My first in-the-streets action did not leave blisters on my feet. It’s not because it didn’t include a long march route winding through some city. Instead, protesters carried their signs and offered their “two-four-six” chants as they shuffled in loop in one spot. My mother, one of the shufflers, pushed as I likely napped in my stroller, sucking on a pacifier. From what she tells me, she and her hippie-era cohort were opposing some beachside development in San Diego, circa 1970.
It’s not that I was raised in an “activist” family. With no memory of that first outing to fight “the man,” I can say I’ve never seen any of my family take part in that sort of social action. I do know that my older sister came down to National Mall to rock out with the Beach Boys in the early 1980s in what she told me was a loosely gathered statement in favor of legalizing marijuana — until President Reagan’s secretary of the interior, James “killjoy” Watt, put an end to all that. The Reagans brought the Beach Boys back, but I think Watt effectively ended getting high on the mall en masse as an activist tool.
For myself, I participated in some college activism, collecting signatures in 1988 to prohibit drilling off the Gulf Coast of Florida. That exercise usually found me standing alone for an hour or so at one of my university’s left-leaning buildings. It’s no mystery that the fine-arts majors were a helluva lot likelier to sign onto a drilling ban than were those humorless dudes in the engineering school.
To blend activism with a crowd was something I didn’t see till 1993. I was 23 and still in college — though by then in Richmond, Va., instead of Tampa, Fla. — on an education-in-installments sort of plan.
Coming up to D.C. that spring weekend was glorious. I’d been politically active, but this was a horse of a different color. It was pink!
On the eve of the march, I recall lounging in Dupont Circle as budding Radical Faeries swung from the trees, hanging out with one gay buddy up from Florida, another down from New York. I had no idea how gay a place could feel, what being in a majority might feel like. Straight couples holding hands looked so out of place — though not unwelcome — as they strolled Connecticut Avenue. The scene was surreal.
For the actual march, I wore my Amnesty International shirt with the pink triangle emblazoned on the front. I was so proud of my global-citizen statement, and also so pleased the cotton was black. I could lie in the street with confidence during the AIDS “die-in” knowing I needn’t worry about stains.
That night, my boy posse and I followed my lesbian prom date to the Hung Jury, as she didn’t want to go alone.
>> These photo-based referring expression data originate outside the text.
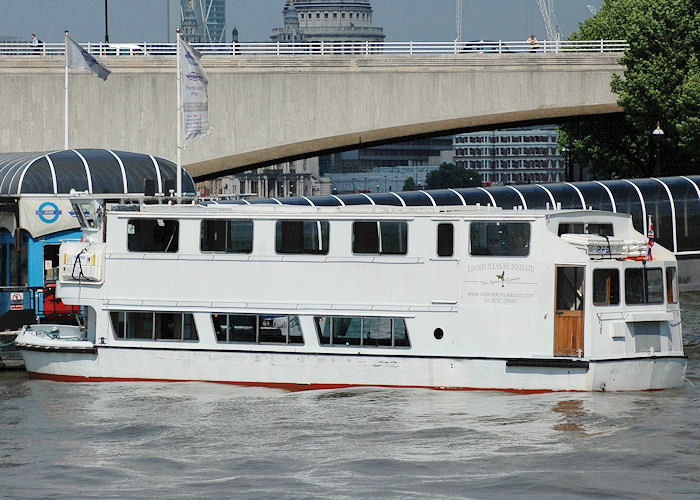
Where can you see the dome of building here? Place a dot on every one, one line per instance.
(328, 20)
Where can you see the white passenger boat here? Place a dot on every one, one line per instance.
(322, 297)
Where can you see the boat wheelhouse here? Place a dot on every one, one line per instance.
(314, 297)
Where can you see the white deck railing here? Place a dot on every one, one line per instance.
(324, 48)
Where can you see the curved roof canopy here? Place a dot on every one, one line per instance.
(674, 202)
(100, 171)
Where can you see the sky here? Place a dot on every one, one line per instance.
(402, 20)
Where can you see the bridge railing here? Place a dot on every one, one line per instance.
(325, 48)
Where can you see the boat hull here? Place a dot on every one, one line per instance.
(303, 371)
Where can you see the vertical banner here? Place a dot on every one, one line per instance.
(195, 103)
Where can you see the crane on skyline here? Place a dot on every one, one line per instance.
(459, 21)
(550, 19)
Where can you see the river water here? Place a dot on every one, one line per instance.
(116, 440)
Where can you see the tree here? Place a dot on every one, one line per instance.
(409, 184)
(451, 176)
(661, 83)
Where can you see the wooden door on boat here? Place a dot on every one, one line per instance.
(568, 314)
(444, 266)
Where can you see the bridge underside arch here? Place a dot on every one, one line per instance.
(242, 162)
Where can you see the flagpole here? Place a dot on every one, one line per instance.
(65, 113)
(179, 117)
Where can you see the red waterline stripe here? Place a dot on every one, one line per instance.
(283, 385)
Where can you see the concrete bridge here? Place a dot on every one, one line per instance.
(268, 109)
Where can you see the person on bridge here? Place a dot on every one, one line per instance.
(534, 45)
(35, 44)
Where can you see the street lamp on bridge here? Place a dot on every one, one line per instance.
(658, 136)
(568, 167)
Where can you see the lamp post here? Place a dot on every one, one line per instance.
(658, 136)
(566, 151)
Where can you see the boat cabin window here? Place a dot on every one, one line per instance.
(601, 229)
(499, 238)
(361, 331)
(136, 325)
(51, 262)
(606, 287)
(302, 236)
(445, 240)
(671, 285)
(152, 235)
(644, 286)
(226, 236)
(380, 237)
(88, 213)
(257, 329)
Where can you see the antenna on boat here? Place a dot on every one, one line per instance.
(179, 116)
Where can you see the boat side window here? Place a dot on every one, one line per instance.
(671, 285)
(257, 329)
(602, 229)
(445, 240)
(226, 236)
(133, 325)
(51, 262)
(361, 331)
(380, 237)
(606, 287)
(644, 286)
(302, 236)
(499, 238)
(152, 235)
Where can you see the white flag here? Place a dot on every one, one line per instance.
(195, 102)
(78, 57)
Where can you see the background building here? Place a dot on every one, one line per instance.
(295, 178)
(327, 20)
(412, 153)
(189, 28)
(512, 156)
(210, 15)
(381, 179)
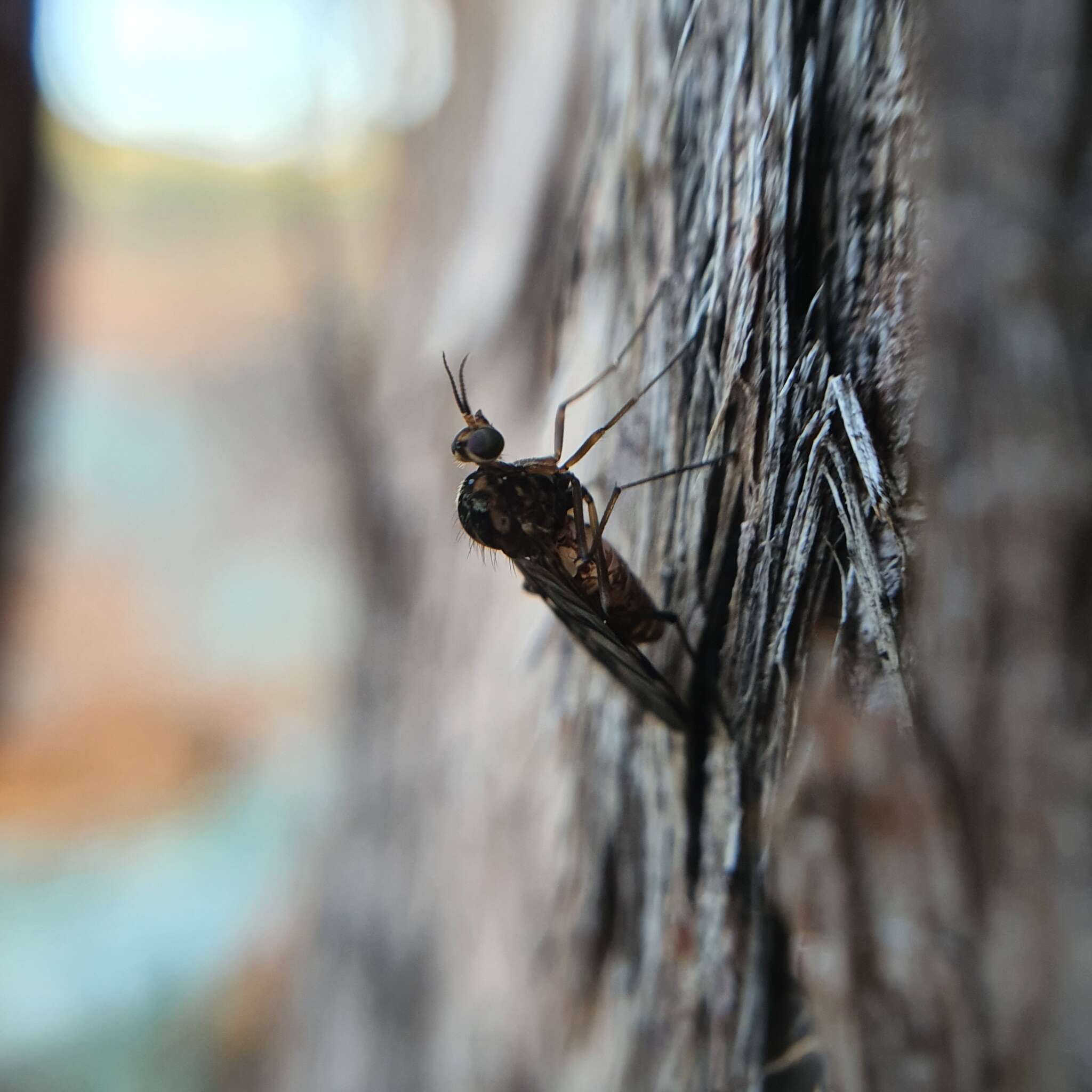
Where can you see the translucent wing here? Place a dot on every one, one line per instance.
(622, 659)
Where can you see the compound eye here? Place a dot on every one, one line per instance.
(485, 445)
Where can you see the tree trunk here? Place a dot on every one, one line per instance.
(941, 884)
(18, 202)
(539, 886)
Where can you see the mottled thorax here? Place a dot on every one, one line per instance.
(505, 507)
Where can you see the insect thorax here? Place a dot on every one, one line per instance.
(505, 507)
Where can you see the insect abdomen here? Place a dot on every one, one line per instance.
(630, 609)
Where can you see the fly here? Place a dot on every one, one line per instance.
(537, 512)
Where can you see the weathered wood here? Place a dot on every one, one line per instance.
(18, 208)
(539, 886)
(940, 885)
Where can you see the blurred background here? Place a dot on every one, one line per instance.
(228, 187)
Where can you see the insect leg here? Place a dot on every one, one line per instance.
(620, 489)
(613, 366)
(602, 430)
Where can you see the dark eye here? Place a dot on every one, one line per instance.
(485, 444)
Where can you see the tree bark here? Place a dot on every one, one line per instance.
(941, 884)
(18, 207)
(541, 887)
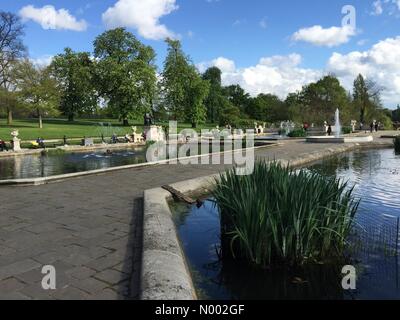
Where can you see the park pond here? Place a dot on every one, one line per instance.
(372, 245)
(57, 162)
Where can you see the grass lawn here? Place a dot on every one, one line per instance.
(57, 128)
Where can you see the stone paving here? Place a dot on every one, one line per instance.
(89, 229)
Who knew the cutest boys would be hanging out at the girl bar?
Not long after, I moved to Portland, Ore., where large street protests were not part of the culture, in the same spirit that protects mortals when they socialize in vampire venues. This activist epicenter favors gatherings, but there’s not much to protest.
But I moved back to D.C. in 1999, just in time for the Millennium March in 2000. Memories here are so different than what I recall of the ’93 event. This time I was not participating, but covering the march as a Washington Blade reporter. I don’t remember joy. I remember controversies about the differently abled march route, and — weeks after — monetary mysteries. My experience the second time around was with the headaches, not making history.
After closing my reporter’s notebook, I vividly recall, however, that the line for the Crew Club was out the door and down the block. With the march and rally themselves being a bit of a blur, I’m glad an ex-boyfriend and his pal in from out of town talked me into it.
And here we are, at it again. Another year, another march, and so many of the same issues to be pissed about.
A lesbian serving in Afghanistan still can’t send e-mail to her girlfriend without fudging the pronouns? Someone is still not convinced that GLBT people are targeted for violence, and that that is as bad as targeting them for their religion or race? Fred Phelps still rests on a higher tier of citizenship than I do?
Since that 2000 event, technology has improved mightily. I text a friend on the West Coast, check the Facebook status of a buddy in Japan, and video-Skype every Saturday with Mom in Florida. Still, despite all these new ways of connecting us, I am sort of looking forward to this National Equality March. If for no other reason, it’s a chance to join with queer people and our allies from all parts of the country, walk past the band of Bible-thumping counter protesters who are bound to make themselves heard along the march route, look at each other and ask, “What the fuck?”
That’s the sort of solidarity that doesn’t always translate well electronically. But in the streets, for those few hours, we will undoubtedly be speaking the same language.
Will O’Bryan, Metro Weekly’s managing editor, was born as the Stonewall Riots ended, making him a Stonewall Baby, he insists.